Marcelo Suartz

Personal information
- Full name: Marcelo Antonio Suartz
- Born: 24 September 1987 (age 38)
- Height: 1.74 m (5 ft 9 in)

Sport
- Country: Brazil
- Sport: Bowling

Medal record
Men's bowling
Representing Brazil
Pan American Games
| Gold medal – first place | 2015 Toronto | Singles |
| Silver medal – second place | 2019 Lima | Singles |
| Bronze medal – third place | 2011 Guadalajara | Singles |
South American Games
| Gold medal – first place | 2014 Santiago | Singles |
| Gold medal – first place | 2022 Asunción | Doubles |
| Silver medal – second place | 2014 Santiago | Doubles |

= Marcelo Suartz =

Brazilian bowler (born 1987)

Marcelo Antonio Suartz (born 24 September 1987) is a Brazilian bowler.

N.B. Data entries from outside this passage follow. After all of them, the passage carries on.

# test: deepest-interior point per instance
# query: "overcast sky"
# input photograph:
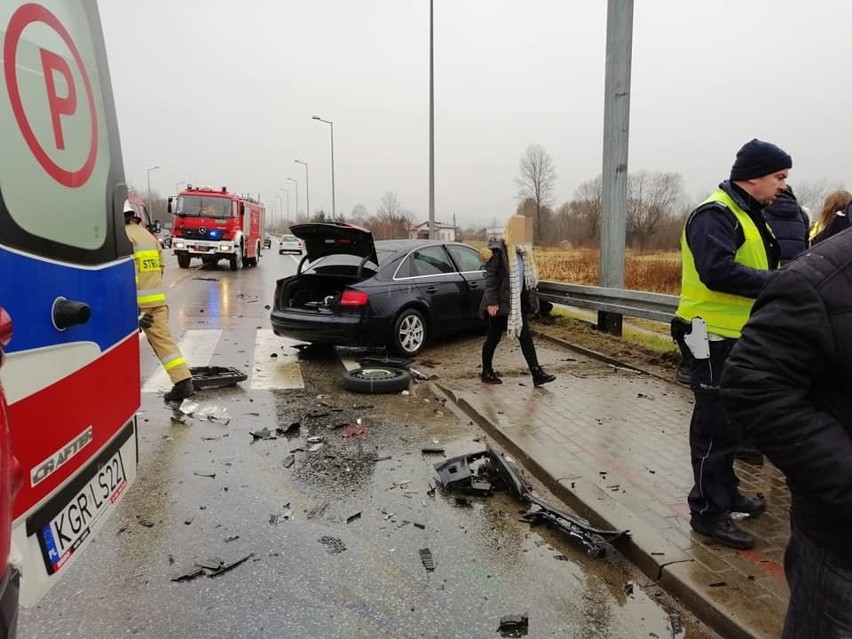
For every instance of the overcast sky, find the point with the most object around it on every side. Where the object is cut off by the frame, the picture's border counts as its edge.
(222, 92)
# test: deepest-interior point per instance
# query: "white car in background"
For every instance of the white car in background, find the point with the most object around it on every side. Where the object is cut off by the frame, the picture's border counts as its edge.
(290, 244)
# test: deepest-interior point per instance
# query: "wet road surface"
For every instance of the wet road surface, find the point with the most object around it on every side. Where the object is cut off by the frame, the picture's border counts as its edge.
(330, 520)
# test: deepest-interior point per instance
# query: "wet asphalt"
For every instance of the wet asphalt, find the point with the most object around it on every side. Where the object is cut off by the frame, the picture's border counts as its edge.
(324, 525)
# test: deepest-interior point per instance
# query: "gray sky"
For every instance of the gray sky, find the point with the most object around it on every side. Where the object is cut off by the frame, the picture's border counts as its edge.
(222, 92)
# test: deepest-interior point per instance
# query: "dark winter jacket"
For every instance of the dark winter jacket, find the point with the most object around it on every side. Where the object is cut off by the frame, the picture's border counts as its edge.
(496, 278)
(787, 382)
(789, 224)
(714, 235)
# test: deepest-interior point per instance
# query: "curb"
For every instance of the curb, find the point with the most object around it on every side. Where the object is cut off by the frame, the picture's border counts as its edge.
(658, 558)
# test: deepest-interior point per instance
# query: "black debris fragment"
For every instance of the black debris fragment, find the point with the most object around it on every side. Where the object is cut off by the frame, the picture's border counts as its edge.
(432, 450)
(426, 558)
(514, 625)
(287, 430)
(333, 544)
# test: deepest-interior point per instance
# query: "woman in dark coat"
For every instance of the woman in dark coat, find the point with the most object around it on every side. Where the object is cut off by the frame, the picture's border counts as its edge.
(510, 297)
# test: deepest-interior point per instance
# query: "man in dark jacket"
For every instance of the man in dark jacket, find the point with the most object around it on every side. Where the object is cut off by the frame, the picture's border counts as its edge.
(789, 224)
(728, 253)
(787, 382)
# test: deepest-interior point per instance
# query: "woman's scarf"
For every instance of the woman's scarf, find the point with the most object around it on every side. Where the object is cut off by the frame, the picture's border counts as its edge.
(516, 319)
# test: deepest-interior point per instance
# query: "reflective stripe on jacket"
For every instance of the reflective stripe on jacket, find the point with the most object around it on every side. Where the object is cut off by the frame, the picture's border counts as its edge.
(148, 258)
(725, 314)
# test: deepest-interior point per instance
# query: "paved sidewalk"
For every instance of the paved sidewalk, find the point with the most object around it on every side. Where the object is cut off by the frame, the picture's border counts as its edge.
(614, 444)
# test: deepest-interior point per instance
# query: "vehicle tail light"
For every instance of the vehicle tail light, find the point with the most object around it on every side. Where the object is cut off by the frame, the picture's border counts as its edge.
(353, 298)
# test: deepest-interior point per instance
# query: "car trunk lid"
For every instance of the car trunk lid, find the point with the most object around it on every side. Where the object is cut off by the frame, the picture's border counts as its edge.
(323, 239)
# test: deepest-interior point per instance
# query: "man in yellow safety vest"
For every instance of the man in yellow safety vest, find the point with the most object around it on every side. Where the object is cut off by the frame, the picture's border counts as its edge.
(153, 312)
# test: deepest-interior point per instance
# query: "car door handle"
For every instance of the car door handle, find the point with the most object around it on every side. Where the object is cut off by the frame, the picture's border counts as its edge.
(68, 312)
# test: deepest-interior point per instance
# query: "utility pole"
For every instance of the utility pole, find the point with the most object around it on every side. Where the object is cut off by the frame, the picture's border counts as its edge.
(619, 45)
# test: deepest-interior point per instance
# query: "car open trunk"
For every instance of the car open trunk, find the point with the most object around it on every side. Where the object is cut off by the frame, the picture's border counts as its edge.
(313, 292)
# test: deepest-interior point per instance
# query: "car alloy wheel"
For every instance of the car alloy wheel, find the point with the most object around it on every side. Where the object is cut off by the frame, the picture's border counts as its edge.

At the 2014 South American Games held in Toronto, Canada, he won a gold medal in bowling in singles, and a silver medal in doubles playing with Renan Zoghaib.

At the 2015 Pan American Games held in Toronto, Canada, he won a gold medal in bowling in singles. He also won silver at the 2019 Pan American Games and bronze in 2011.

At the 2022 South American Games held in Asunción, Paraguay, he won a gold medal in bowling in doubles.